Hagamos un recuento. Ni jueces ni fiscales ni abogados ni procuradores ni los trabajadores de los juzgados quieren la reforma de la Ley Orgánica del Poder Judicial que promueve el ministro Gallardón y que privaría a Vigo de su actual estatus judicial para relegarla al de sede desplazada, o sea una colonia de una capital con casi la cuarta parte de población. Tampoco la quiere el alcalde ni la oposición, es decir, ningún partido político con representación municipal o sin ella. Los empresarios y los sindicatos se muestran claramente en contra. Hasta la Xunta se ha manifestado crítica, aunque se eche en falta una mayor contundencia. Todas las asociaciones judiciales -conservadoras y progresistas- urgen cambios. Y, entre otros, los gobiernos autonómicos de Andalucía, Cataluña, Asturias, Murcia o Canarias -dirigidos por partidos de todos los colores- han reiterado su completo rechazo. Vamos, que en esta relación ya solo falta el Papa Francisco.

Pero sigamos. En el otro lado, el de quienes defienden la reforma, tenemos al ministro de Justicia y a su mariachi -por fortuna, no todos- de magistrados del Consejo General del Poder. Y ya.

Vista así la situación -la inmensa mayoría de los actores jurídicos, políticos, económicos sociales frente a un puñado de iluminados-, parecería evidente que el anteproyecto de Gallardón debería estar condenado a su retirada. Pues no. Porque este ministro es diferente. Su concepción de la política entronca más con la de un líder autocrático que la de un dirigente que escucha y atiende las demandas de la sociedad a la que prometió servir. Su idea -y la de esos pocos que lo secundan- de todo para el pueblo pero sin el pueblo apesta a naftalina. Su obstinación y sordera han quedado probadas en numerosas ocasiones. Su afán de protagonismo (¿provocación?), también. Así pues, ¿estamos perdidos? Aún no.

Porque en este aparente callejón sin salida quedan, al menos, dos vías: que el presidente del Gobierno, vecino de Pontevedra y por tanto sobradamente conocedor de la singularísima situación de Vigo, tome cartas en el asunto y frene este dislate jurídico. Ya se sabe que Rajoy aplica con frecuencia aquello de "velas vir, deixalas pasar e paralas a tempo". A ver si es verdad.

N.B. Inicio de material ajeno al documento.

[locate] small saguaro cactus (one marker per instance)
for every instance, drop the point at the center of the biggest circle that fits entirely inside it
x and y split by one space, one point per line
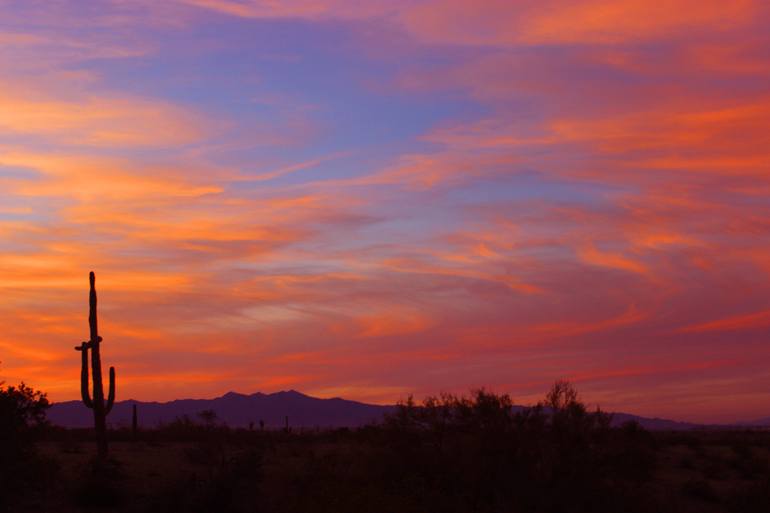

La otra opción es que el farragoso proceso legislativo que ahora se abre se demore hasta la precampaña electoral y que, por miedo a un batacazo en las urnas, alguien -¿Rajoy otra vez?- opte por meter la reforma en la nevera.

Bueno, hay otra tercera opción. Que Gallardón recapacite y decida, motu proprio, dejar en suspenso o modificar en profundidad un proyecto que castiga, degrada y desprecia a Vigo. Pero, con sinceridad, es más fácil que el Papa Francisco firme un manifiesto en defensa de la sede judicial de Vigo que ver cómo este ministro da su brazo a torcer. ¿Tocará rezar?